MDM: Big Data-Slayer

There’s quite a bit of talk about Big Data these days across the Web … it’s the meme that just won’t quit. The reasons why are pretty obvious. Besides a catchy name, Big Data is a real issue faced by virtually every firm in business today. But what’s frequently lost in the shuffle is the fact that Big Data is the problem, not the solution. Big Data is what marketers are facing—mountains of unstructured data accumulating on servers and in stacks, across various SaaS tools, in spreadsheets and everywhere else you look in the firm and on the cloud.

There’s quite a bit of talk about Big Data these days across the Web … it’s the meme that just won’t quit. The reasons why are pretty obvious. Besides a catchy name, Big Data is a real issue faced by virtually every firm in business today.

But what’s frequently lost in the shuffle is the fact that Big Data is the problem, not the solution. Big Data is what marketers are facing—mountains of unstructured data accumulating on servers and in stacks, across various SaaS tools, in spreadsheets and everywhere else you look in the firm and on the cloud. In fact, the actual definition of Big Data is simply a data set that has grown so large it becomes awkward or impossible to work with, or make sense out of, using standard database management tools and techniques.

The solution to the Big Data problem is to implement a system that collects and sifts through those mountains of unstructured data from different buckets across the organization, combines them together into one coherent framework, and shares this business intelligence with different business units, all of which have varying delivery needs, mandates, technologies and KPIs. Needless to say, it’s not an easy task.

The usual refrain most firms chirp about when it comes to tackling Big Data is a bold plan to hire a team of data scientists—essentially a bunch of database administrators or statisticians who have the technical skills to sift through the Xs and 0s and make sense out of them.

This approach is wrong, however, as it misses the forest for the trees. Sure, having the right technology team is essential to long-term success in the data game. But truth be told, if you’re going to go to battle against the Big Data hydra, you need a much more formidable weapon in your arsenal. Your organization needs a Master Data Management (MDM) strategy in order to succeed.

A concept still unknown to many marketers, MDM comprises a set of tools and processes that manage an organization’s information on a macro scale. Essentially, MDM’s objective is to provide processes for collecting, aggregating, matching, consolidating, quality-assuring and distributing data throughout the organization to ensure consistency and control in the ongoing maintenance and application use of this information. No, I didn’t make up that definition myself. Thanks, Wikipedia.

The reason why the let’s-bring-in-the-developers approach is wrong is that it gets it backwards. Having consulted in this space for quite some time, I can tell you that technology is one of the least important pieces in the puzzle when it comes to implementing a successful MDM strategy.

In fact, listing out priorities when it comes to MDM, I put technology far to the end of the decision-tree, after Vision, Scope, Data Governance, Workflow/Process, and definition of Business Unit Needs.
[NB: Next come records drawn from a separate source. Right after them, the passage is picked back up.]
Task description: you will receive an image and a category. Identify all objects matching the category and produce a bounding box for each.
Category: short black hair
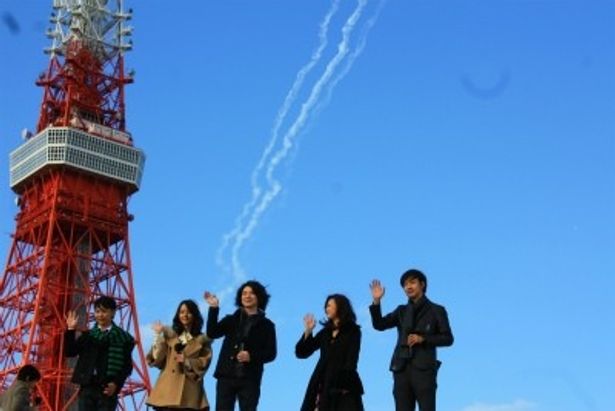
[172,299,204,336]
[17,364,41,382]
[399,268,428,292]
[320,294,358,329]
[235,280,270,311]
[93,296,117,311]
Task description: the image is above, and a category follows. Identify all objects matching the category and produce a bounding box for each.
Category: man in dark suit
[369,269,453,411]
[65,296,135,411]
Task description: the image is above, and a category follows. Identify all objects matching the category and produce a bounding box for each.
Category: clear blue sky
[1,1,614,411]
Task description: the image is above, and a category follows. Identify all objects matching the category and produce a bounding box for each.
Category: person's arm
[423,306,454,347]
[337,326,362,392]
[369,304,400,331]
[64,310,83,357]
[295,329,321,359]
[146,328,170,369]
[342,326,361,371]
[64,329,85,358]
[184,335,213,381]
[111,337,135,391]
[206,306,230,339]
[249,320,277,365]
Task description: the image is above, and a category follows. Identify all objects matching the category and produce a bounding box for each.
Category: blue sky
[1,1,614,411]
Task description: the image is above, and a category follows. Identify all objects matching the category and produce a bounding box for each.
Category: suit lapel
[414,299,432,326]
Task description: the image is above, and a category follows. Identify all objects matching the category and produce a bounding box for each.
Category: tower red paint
[0,1,151,409]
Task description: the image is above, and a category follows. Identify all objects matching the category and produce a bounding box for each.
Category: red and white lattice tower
[0,1,151,409]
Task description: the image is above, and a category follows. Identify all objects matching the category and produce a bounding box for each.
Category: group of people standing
[0,268,454,411]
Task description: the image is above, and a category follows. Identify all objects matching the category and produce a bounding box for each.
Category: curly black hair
[172,299,204,336]
[235,280,271,311]
[320,293,357,329]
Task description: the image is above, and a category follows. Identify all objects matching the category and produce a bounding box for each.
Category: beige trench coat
[146,328,212,410]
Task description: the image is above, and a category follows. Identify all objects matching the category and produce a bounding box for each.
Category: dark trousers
[78,385,118,411]
[392,366,437,411]
[216,378,261,411]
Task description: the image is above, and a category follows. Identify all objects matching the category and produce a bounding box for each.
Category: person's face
[325,298,338,321]
[403,277,425,300]
[241,286,258,310]
[178,304,194,329]
[94,306,115,328]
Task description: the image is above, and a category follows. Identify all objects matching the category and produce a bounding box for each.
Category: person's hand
[407,334,424,347]
[103,382,117,396]
[303,314,316,336]
[65,311,79,330]
[175,353,185,363]
[151,320,164,335]
[369,279,385,304]
[204,291,219,308]
[236,350,251,363]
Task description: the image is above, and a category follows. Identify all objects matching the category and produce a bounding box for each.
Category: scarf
[90,324,131,379]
As such, besides the CTO or CIO, IT staff should not be brought in until after many preliminary decisions have been made. To support this view, I suggest you read John Radcliffe’s groundbreaking ‘The Seven Building Blocks of MDM: A Framework for Success‘ published by Gartner in 2007. If you haven’t read it yet and you’re interested in MDM, I suggest taking a look. Look up for an excellent chart from it.

You see, Radcliffe places MDM Technology Infrastructure near the end of the process, following Vision, Strategy, Governance and Processes. The crux of the argument is that technology decisions cannot be made until the overall strategy has been mapped out.
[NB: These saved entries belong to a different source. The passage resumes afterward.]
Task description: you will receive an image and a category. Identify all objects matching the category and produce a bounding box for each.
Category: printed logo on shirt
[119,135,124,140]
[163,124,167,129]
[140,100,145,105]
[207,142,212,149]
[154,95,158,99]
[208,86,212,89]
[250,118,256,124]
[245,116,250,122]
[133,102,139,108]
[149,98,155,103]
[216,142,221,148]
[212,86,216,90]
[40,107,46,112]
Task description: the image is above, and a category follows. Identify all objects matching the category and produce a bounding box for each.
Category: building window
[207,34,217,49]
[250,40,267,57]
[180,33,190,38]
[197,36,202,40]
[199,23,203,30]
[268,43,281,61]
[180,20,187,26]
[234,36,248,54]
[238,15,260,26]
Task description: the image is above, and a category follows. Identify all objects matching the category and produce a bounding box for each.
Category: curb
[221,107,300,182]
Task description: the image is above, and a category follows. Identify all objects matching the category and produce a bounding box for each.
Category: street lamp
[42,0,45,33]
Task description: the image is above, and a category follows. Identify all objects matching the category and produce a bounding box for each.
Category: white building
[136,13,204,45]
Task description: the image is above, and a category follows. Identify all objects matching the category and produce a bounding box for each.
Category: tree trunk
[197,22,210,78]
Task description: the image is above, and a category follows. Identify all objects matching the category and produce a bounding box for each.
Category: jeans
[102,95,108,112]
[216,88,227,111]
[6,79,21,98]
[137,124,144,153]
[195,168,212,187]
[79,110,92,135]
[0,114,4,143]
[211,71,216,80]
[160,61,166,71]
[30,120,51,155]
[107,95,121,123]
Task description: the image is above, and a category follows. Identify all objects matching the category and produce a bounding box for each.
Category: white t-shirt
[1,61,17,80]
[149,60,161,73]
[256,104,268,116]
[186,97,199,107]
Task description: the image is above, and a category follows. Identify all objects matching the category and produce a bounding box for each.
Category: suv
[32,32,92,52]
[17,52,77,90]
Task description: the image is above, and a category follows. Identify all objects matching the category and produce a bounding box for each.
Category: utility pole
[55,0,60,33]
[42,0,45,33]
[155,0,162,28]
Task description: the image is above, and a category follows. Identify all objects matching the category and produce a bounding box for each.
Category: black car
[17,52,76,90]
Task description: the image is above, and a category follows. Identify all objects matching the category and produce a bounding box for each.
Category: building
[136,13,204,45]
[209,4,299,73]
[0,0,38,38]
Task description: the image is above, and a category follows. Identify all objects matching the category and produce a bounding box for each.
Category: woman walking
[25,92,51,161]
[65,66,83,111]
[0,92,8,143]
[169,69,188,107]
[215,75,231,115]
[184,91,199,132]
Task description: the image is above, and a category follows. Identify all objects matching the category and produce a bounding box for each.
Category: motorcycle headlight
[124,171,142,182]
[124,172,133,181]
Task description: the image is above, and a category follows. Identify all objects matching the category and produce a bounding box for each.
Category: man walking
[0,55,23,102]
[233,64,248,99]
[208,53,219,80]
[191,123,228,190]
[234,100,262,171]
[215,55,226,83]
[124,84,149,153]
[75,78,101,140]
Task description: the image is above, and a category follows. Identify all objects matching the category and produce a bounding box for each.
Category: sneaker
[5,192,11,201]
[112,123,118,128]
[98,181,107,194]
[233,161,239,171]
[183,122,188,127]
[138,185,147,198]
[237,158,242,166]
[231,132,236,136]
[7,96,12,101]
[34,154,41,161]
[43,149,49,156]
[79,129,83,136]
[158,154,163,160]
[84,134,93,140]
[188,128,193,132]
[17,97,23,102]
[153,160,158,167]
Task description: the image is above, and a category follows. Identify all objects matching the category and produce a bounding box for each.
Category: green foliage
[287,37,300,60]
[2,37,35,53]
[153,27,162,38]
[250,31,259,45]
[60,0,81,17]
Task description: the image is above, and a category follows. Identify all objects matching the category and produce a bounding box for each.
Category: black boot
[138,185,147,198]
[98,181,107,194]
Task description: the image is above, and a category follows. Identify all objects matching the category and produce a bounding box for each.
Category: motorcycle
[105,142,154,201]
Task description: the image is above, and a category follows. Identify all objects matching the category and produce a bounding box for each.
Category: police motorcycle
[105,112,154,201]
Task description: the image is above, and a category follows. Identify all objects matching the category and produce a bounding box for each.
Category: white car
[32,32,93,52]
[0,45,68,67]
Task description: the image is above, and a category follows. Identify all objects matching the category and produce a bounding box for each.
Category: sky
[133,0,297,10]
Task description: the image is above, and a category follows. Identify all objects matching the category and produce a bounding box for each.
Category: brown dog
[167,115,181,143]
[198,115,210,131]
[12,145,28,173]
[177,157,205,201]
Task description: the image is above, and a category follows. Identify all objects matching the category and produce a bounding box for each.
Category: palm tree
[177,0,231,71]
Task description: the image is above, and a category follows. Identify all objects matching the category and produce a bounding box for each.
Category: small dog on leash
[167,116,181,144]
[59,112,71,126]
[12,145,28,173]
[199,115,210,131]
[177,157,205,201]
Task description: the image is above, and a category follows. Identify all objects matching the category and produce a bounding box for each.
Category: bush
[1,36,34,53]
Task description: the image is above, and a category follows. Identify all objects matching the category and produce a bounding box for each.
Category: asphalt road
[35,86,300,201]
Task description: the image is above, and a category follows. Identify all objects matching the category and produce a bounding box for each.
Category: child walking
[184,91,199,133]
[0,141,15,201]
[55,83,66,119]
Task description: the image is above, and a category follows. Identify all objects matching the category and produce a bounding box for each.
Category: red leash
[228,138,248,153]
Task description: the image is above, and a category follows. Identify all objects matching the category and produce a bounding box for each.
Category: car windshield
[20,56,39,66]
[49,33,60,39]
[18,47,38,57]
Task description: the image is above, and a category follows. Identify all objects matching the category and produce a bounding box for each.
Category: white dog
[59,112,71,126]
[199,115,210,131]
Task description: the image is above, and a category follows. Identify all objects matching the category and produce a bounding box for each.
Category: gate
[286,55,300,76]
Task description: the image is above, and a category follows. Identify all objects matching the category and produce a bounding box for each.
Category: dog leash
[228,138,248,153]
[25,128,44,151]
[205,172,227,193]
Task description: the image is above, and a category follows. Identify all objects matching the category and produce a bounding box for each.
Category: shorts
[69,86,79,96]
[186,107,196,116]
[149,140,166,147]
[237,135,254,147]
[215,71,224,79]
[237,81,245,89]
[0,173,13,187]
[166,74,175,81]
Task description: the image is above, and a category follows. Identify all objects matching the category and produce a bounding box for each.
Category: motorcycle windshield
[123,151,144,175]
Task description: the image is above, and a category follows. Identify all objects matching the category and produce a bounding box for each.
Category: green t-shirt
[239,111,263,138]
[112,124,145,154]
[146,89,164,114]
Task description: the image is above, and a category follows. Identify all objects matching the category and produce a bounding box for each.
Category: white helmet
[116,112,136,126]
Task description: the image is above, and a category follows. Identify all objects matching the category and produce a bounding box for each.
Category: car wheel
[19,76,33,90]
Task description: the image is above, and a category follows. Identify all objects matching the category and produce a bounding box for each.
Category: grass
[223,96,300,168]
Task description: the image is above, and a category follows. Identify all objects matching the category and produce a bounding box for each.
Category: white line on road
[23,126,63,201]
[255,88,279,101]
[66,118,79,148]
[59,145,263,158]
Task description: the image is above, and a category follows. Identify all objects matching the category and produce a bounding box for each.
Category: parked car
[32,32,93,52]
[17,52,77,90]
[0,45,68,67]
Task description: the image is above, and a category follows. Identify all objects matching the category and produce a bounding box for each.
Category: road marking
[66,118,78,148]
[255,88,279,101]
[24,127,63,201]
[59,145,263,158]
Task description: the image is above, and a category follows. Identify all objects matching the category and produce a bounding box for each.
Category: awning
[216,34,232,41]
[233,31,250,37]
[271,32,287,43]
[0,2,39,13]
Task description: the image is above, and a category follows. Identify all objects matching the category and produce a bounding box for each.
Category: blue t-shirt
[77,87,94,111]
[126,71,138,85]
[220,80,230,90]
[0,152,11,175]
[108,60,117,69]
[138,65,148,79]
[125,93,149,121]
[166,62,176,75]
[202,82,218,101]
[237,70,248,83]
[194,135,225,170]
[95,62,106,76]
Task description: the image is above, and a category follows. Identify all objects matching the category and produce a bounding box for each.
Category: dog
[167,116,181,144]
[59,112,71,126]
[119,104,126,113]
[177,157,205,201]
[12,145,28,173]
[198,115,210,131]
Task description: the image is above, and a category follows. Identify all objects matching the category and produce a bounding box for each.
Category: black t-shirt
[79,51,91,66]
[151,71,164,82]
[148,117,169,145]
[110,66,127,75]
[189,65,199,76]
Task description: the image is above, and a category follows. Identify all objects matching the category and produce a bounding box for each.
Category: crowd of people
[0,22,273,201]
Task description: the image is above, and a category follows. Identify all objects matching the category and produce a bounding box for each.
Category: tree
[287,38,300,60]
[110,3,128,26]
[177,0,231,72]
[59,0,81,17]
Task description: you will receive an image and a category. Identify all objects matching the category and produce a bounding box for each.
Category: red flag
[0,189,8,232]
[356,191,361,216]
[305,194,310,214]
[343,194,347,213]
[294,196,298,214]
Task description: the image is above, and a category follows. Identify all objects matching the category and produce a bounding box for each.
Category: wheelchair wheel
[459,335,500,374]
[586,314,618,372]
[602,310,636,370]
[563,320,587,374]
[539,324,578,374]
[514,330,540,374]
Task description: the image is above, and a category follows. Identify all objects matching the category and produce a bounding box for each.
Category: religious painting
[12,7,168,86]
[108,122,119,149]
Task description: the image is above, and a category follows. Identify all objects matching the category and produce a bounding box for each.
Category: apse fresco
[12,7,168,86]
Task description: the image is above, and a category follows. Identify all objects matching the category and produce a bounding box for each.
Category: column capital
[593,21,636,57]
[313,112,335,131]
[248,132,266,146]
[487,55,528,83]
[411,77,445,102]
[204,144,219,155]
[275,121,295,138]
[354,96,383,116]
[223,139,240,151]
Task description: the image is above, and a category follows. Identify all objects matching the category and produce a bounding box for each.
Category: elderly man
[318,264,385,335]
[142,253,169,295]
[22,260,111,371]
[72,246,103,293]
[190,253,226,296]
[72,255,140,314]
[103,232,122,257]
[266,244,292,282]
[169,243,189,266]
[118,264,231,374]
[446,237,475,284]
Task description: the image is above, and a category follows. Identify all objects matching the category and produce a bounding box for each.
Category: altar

The rationale is that at a high-level, MDM architecture can be structured in different ways depending on the underlying business it is supporting. Ultimately, this is what will drive the technology decisions. Once the important strategic decisions have been made, a firm can then bring in the development staff and pull the trigger on any one of a growing number of technology providers’ solutions.

At the end of 2011, Gartner put out an excellent report on the Magic Quadrant for Master Data Management of Customer Data Solutions. This detailed paper identified solutions by IBM, Oracle (Siebel) and Informatica as the clear-cut industry leaders, with SAP, Tibco, DataFlux and VisionWare receiving honorable mention. Though these solutions vary in capability, cost and other factors, I think it’s safe to say that they all present a safe and robust platform for any company that wishes to implement an MDM solution, as all boast strong technology, brand and financial resources, not to mention thousands of MDM customers already on board.

Interestingly, regarding technology there’s been an ongoing debate about whether MDM should be single-domain or multi-domain—a “domain” being a framework for data consolidation. This is important because MDM requires that records be merged or linked together, usually necessitating some kind of master data format as a reference. The diversity of the data sets that are being combined together, as well as the format (or formats) of data outputs required, both drive this decision-making methodology.

For companies selling products, a product-specific approach is usually called for that features a data framework built around product attributes, while on the other hand service businesses tend to gravitate toward a customer-specific architecture. Following that logic, an MDM for a supply chain database would contain records aligned to supplier attributes.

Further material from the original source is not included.